There are two factors that cast doubt on the use of reinforcement learning-type algorithms broadly in neural circuits. First, even for a fixed stimulus, noise is correlated across neurons [5, 15, 37, 7, 78]. Thus if the noise a neuron uses for learning is correlated with other neurons then it can not know which neuron’s changes in output is responsible for changes in reward. In such a case, the synchronizing presynaptic activity acts as a confounder. Thus, as discussed, such algorithms require biophysical mechanisms to distinguish independent perturbative noise from correlated input signals in presynaptic activity, and in general it is unclear how a neuron could can do this. And, second, learning with perturbations scales poorly with network size [64, 20, 60]. Thus neurons may use alternatives to these reinforcement-learning algorithms.
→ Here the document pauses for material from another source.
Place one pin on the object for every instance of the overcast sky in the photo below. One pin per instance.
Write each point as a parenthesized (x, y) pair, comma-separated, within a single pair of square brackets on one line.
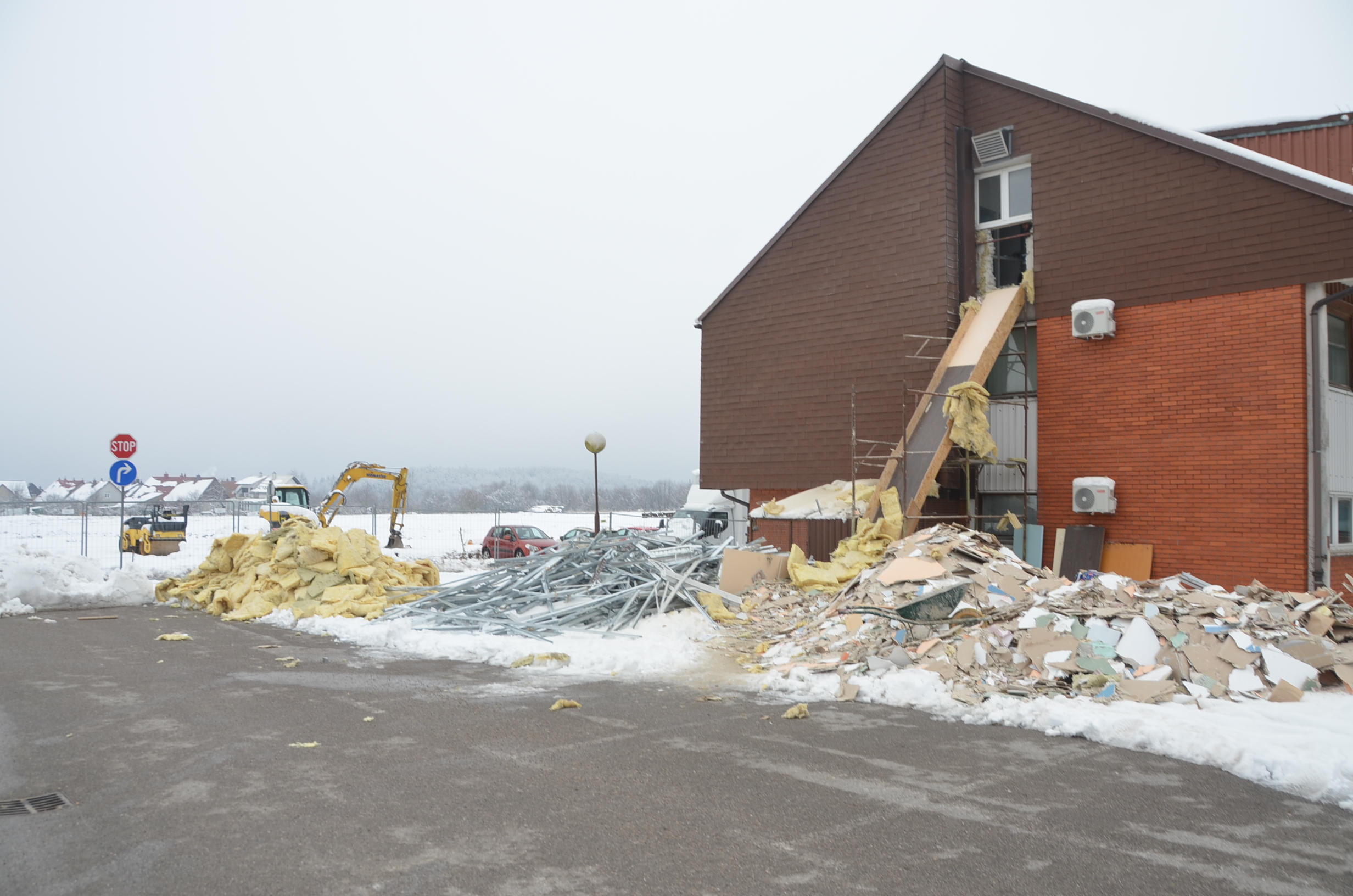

Given the inefficiency of these reinforcement learning algorithms, a number of authors have looked to learning in artificial neural networks for inspiration. In artificial neural networks, the credit assignment problem is efficiently solved using the backpropagation algorithm, which allows efficiently calculating gradients. Backpropagation requires differentiable systems, which spiking neurons are not. Indeed, cortical networks often have low firing rates in which the stochastic and discontinuous nature of spiking output cannot be neglected [65]. It also requires full knowledge of the system, which is often not the case if parts of the system relate to the outside world. No known structures exist in the brain that could exactly implement backpropagation. Yet, backpropagation is significantly more powerful than perturbation-based methods – it is the only known algorithm able to solve large-scale problems at a human-level [42]. The success of backpropagation suggests that efficient methods for computing gradients are needed for solving large-scale learning problems.

A number of recent approaches have looked for neural mechanisms which allow for more specific feedback signals to support learning, inspired by the efficiency of the backpropagation algorithm [27, 38, 45]. By providing neuron-specific error feedback, these methods provide information about each neuron’s causal effect. In particular, this work has proposed neural learning in cortex uses neuron-specific feedback by separating the computation into two compartments. In one component the neuron integrates feedforward inputs, and in the other component the neuron integrates feedback signals in order to estimate something like a reward gradient. This separation is plausibly implementable in apical and basal dendritic compartments of cortical pyramidal neurons. This approach is shared with SDE-based learning, in which the casual effect is estimated separately and then used to drive learning. We may thus expect that an SDE-based learning rule could be readily combined with these compartmental models of learning in cortex to provide a biologically plausible account of efficient learning.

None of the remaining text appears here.